Bruja
Contaba una mujer vieja- vieja cuando yo era más joven- que vivía en Mondoñedo, que cada cual tiene la muerte que se merece. Una muerte señalada, ajustada por la justicia cósmica a la forma de proceder y de ser de cada persona.
Recuerdo perfectamente algunos ejemplos, que la casualidad o lo que sea, ha querido que corroborasen la teoría de Canidia (así se hacía llamar aquella espantosa mujer). Si un hombre es soberbio, pongamos por caso y da muestras de prepotencia y vanidad excesivas, morirá seguramente de algún mal de cabeza: una patología cerebral o una demencia. Si un hombre es avaro y excesivamente codicioso, morirá flemático, ahogado o asfixiado en sus propias flemas: una patología respiratoria. Si un hombre es traidor y mendaz morirá de una patología intestinal, retorcido entre terribles dolores o sufrirá una úlcera sangrante y mortífera. Si un hombre es envidioso morirá envenenado, víctima de una intoxicación y con la lengua rígida. Si un hombre es lujurioso morirá de un trastorno urinario, sus heces serán sangrantes y su orina espesa y dolorosa. Pero si un hombre es humilde y no teme a la muerte, morirá de repente y de forma indolora.

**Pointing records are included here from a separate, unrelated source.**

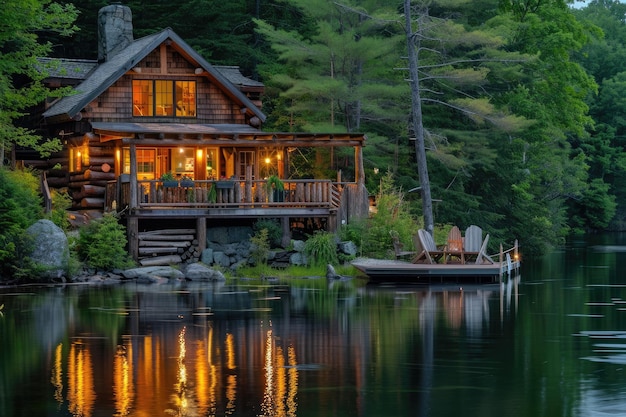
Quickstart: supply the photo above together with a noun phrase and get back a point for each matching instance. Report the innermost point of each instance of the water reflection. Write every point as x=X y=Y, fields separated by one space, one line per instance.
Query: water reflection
x=123 y=386
x=81 y=394
x=348 y=349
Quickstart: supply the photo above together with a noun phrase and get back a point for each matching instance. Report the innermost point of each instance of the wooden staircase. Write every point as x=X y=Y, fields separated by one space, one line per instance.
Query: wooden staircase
x=167 y=247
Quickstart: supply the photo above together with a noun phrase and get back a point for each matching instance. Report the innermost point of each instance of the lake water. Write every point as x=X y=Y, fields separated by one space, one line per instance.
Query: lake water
x=550 y=343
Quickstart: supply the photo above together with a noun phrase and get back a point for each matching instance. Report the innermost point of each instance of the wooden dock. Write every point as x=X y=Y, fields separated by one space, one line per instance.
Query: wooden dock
x=403 y=271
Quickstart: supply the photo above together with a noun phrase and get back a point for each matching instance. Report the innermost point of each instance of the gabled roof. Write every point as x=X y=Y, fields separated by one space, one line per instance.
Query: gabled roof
x=73 y=69
x=108 y=72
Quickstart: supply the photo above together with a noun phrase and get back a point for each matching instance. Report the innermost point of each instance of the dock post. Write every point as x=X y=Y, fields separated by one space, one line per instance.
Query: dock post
x=286 y=239
x=201 y=233
x=501 y=259
x=133 y=237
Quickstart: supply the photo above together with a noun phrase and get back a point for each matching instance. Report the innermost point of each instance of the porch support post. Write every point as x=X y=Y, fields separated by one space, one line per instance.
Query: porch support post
x=133 y=237
x=133 y=177
x=359 y=173
x=286 y=240
x=201 y=233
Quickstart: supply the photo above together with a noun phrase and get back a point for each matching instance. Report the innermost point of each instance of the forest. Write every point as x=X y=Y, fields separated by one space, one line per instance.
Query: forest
x=521 y=102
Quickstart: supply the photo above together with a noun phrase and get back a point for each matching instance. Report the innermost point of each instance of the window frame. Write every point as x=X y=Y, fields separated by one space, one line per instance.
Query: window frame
x=156 y=97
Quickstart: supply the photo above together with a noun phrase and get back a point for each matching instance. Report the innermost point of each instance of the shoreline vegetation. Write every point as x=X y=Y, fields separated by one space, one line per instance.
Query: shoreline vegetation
x=97 y=249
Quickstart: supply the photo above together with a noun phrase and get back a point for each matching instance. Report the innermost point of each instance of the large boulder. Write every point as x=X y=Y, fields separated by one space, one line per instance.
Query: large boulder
x=50 y=249
x=200 y=272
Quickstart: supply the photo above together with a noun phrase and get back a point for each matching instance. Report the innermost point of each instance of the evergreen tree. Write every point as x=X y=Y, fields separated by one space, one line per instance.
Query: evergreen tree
x=21 y=22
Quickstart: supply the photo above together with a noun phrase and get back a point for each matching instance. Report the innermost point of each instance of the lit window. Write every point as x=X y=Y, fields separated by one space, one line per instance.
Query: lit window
x=145 y=163
x=142 y=98
x=185 y=98
x=157 y=98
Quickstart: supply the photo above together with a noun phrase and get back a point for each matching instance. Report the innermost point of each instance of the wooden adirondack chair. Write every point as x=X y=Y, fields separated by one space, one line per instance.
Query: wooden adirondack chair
x=473 y=239
x=398 y=247
x=428 y=251
x=454 y=248
x=482 y=256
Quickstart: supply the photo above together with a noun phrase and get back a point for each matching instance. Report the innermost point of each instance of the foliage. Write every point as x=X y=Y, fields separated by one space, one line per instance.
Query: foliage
x=61 y=202
x=212 y=196
x=274 y=230
x=20 y=207
x=321 y=249
x=102 y=244
x=260 y=247
x=392 y=213
x=274 y=183
x=21 y=23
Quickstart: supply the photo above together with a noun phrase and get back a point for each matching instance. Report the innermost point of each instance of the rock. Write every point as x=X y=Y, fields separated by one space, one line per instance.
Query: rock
x=348 y=248
x=330 y=272
x=297 y=258
x=207 y=256
x=298 y=245
x=50 y=249
x=152 y=274
x=221 y=259
x=200 y=272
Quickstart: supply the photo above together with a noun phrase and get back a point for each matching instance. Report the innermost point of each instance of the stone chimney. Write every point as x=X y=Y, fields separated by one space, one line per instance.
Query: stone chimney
x=115 y=30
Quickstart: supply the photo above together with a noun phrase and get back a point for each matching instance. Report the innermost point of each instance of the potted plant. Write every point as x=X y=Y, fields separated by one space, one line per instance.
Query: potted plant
x=275 y=188
x=225 y=183
x=168 y=180
x=186 y=181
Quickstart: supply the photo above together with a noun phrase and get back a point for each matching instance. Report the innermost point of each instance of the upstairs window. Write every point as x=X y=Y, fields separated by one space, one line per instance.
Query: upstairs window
x=163 y=98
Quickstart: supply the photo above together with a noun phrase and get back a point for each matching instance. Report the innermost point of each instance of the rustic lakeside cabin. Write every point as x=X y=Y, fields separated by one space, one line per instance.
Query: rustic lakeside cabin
x=158 y=134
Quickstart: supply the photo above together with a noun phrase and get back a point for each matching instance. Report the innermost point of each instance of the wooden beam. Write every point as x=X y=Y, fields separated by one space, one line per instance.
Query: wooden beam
x=201 y=233
x=133 y=177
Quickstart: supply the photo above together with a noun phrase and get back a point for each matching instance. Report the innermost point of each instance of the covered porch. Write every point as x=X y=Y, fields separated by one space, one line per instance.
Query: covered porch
x=226 y=176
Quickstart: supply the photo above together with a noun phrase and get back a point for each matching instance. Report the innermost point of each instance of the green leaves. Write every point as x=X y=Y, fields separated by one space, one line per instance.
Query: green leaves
x=21 y=22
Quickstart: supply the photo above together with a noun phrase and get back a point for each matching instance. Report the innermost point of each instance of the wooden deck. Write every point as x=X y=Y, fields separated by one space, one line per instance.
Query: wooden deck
x=424 y=273
x=230 y=194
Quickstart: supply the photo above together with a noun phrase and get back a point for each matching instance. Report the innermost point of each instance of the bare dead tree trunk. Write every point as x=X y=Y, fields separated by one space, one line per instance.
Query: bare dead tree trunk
x=416 y=113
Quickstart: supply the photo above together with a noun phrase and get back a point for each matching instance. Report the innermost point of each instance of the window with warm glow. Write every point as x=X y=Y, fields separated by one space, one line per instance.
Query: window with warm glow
x=145 y=163
x=157 y=98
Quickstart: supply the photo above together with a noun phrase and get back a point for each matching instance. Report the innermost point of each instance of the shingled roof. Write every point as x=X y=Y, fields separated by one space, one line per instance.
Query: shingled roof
x=105 y=74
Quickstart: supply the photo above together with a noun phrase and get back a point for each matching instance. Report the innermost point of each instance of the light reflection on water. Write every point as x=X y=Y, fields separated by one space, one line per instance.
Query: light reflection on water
x=552 y=344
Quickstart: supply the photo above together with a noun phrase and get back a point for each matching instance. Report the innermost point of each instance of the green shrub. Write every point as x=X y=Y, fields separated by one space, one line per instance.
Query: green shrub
x=61 y=202
x=260 y=247
x=274 y=230
x=102 y=244
x=321 y=249
x=392 y=213
x=20 y=207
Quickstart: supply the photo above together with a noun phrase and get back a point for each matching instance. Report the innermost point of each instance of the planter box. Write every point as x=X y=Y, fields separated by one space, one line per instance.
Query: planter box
x=225 y=184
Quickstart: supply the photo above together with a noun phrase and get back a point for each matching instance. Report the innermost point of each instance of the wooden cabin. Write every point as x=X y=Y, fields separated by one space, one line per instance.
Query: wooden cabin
x=158 y=134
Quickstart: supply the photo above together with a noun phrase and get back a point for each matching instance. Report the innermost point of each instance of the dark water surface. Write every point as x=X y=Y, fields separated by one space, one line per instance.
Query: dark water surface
x=552 y=343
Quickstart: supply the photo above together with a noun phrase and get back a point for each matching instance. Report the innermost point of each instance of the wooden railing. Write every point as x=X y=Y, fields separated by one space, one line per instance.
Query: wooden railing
x=232 y=194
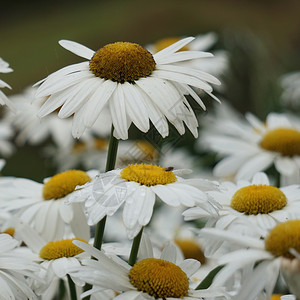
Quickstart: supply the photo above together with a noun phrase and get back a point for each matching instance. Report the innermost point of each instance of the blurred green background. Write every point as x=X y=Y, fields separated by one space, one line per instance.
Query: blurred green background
x=262 y=38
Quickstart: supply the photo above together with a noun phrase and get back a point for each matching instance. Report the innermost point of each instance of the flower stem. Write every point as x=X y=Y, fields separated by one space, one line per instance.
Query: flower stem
x=207 y=281
x=110 y=164
x=112 y=151
x=135 y=248
x=72 y=288
x=278 y=179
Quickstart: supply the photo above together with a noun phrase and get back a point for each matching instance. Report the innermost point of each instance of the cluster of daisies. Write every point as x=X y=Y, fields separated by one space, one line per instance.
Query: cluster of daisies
x=127 y=219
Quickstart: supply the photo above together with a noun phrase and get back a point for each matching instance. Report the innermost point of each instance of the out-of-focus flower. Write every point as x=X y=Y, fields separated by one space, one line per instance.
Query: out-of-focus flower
x=291 y=89
x=253 y=148
x=266 y=255
x=16 y=267
x=254 y=206
x=42 y=205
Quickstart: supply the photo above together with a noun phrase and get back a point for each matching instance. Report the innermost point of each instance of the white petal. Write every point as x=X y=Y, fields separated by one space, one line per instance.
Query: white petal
x=173 y=48
x=98 y=100
x=77 y=49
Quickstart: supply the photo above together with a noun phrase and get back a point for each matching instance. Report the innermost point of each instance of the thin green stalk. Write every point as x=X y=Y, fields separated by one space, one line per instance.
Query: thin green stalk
x=72 y=288
x=135 y=248
x=112 y=151
x=207 y=281
x=110 y=164
x=278 y=179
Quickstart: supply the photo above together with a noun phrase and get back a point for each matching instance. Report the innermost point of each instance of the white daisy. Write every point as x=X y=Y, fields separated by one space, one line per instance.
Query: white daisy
x=255 y=148
x=136 y=86
x=91 y=153
x=15 y=267
x=55 y=259
x=150 y=278
x=137 y=186
x=42 y=205
x=4 y=68
x=291 y=89
x=258 y=203
x=202 y=42
x=30 y=127
x=264 y=257
x=6 y=134
x=35 y=130
x=167 y=225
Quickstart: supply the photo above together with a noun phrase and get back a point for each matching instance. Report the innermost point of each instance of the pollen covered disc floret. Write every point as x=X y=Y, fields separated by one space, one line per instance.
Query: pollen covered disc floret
x=283 y=237
x=159 y=278
x=258 y=199
x=62 y=248
x=283 y=140
x=64 y=183
x=148 y=175
x=122 y=62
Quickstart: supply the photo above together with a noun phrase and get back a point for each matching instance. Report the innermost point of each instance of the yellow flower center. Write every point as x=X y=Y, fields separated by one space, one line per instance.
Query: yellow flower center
x=64 y=183
x=10 y=231
x=276 y=296
x=190 y=249
x=122 y=62
x=283 y=237
x=159 y=278
x=258 y=199
x=148 y=174
x=63 y=248
x=164 y=43
x=283 y=140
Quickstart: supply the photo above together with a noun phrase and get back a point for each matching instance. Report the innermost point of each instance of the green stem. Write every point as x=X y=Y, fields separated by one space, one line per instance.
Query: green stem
x=278 y=177
x=110 y=164
x=135 y=248
x=72 y=288
x=112 y=151
x=61 y=289
x=207 y=281
x=99 y=232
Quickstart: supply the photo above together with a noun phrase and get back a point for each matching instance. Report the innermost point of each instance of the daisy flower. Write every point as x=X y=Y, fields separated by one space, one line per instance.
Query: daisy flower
x=167 y=225
x=35 y=130
x=266 y=255
x=54 y=257
x=135 y=85
x=202 y=42
x=137 y=186
x=30 y=127
x=254 y=148
x=4 y=68
x=6 y=134
x=14 y=269
x=258 y=203
x=149 y=278
x=42 y=205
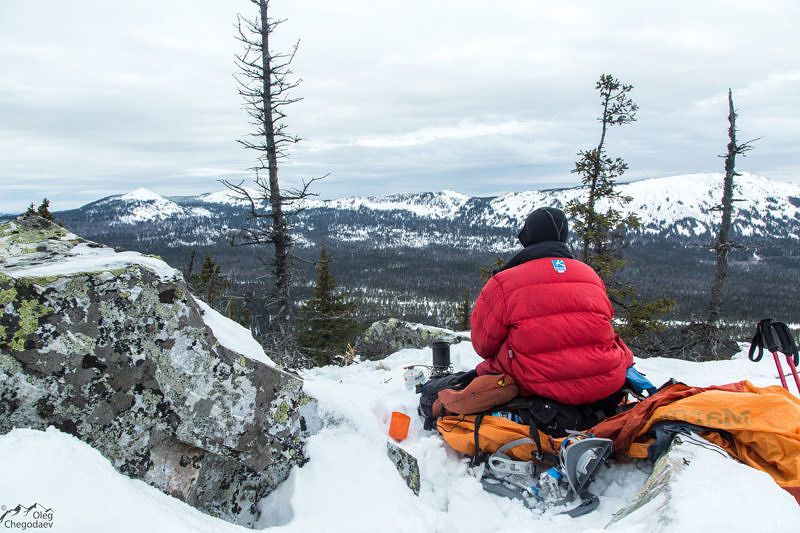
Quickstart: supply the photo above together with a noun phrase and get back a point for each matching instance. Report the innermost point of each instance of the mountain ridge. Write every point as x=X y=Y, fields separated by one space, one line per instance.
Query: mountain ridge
x=391 y=250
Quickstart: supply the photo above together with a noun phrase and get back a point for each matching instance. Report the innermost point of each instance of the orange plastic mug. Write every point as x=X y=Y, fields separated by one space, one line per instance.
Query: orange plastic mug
x=398 y=427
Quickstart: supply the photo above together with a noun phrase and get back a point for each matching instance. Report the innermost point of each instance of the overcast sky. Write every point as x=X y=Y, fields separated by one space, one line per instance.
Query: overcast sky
x=100 y=97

Como decimos en Lógica, la implicación no es reversible, es decir, observando la muerte nada puede deducirse de la vida del difunto. Pero si conocemos el defecto supremo del vivo podemos predecir de qué morirá.
Curioso.
Ya dije que la casualidad refrenda en ocasiones las teorías aparentemente más absurdas.
Observen a partir de ahora.
Hay mucha sabiduría en las brujas.




Comentarios sobre Bruja
¿Será verdad eso? Parece posible..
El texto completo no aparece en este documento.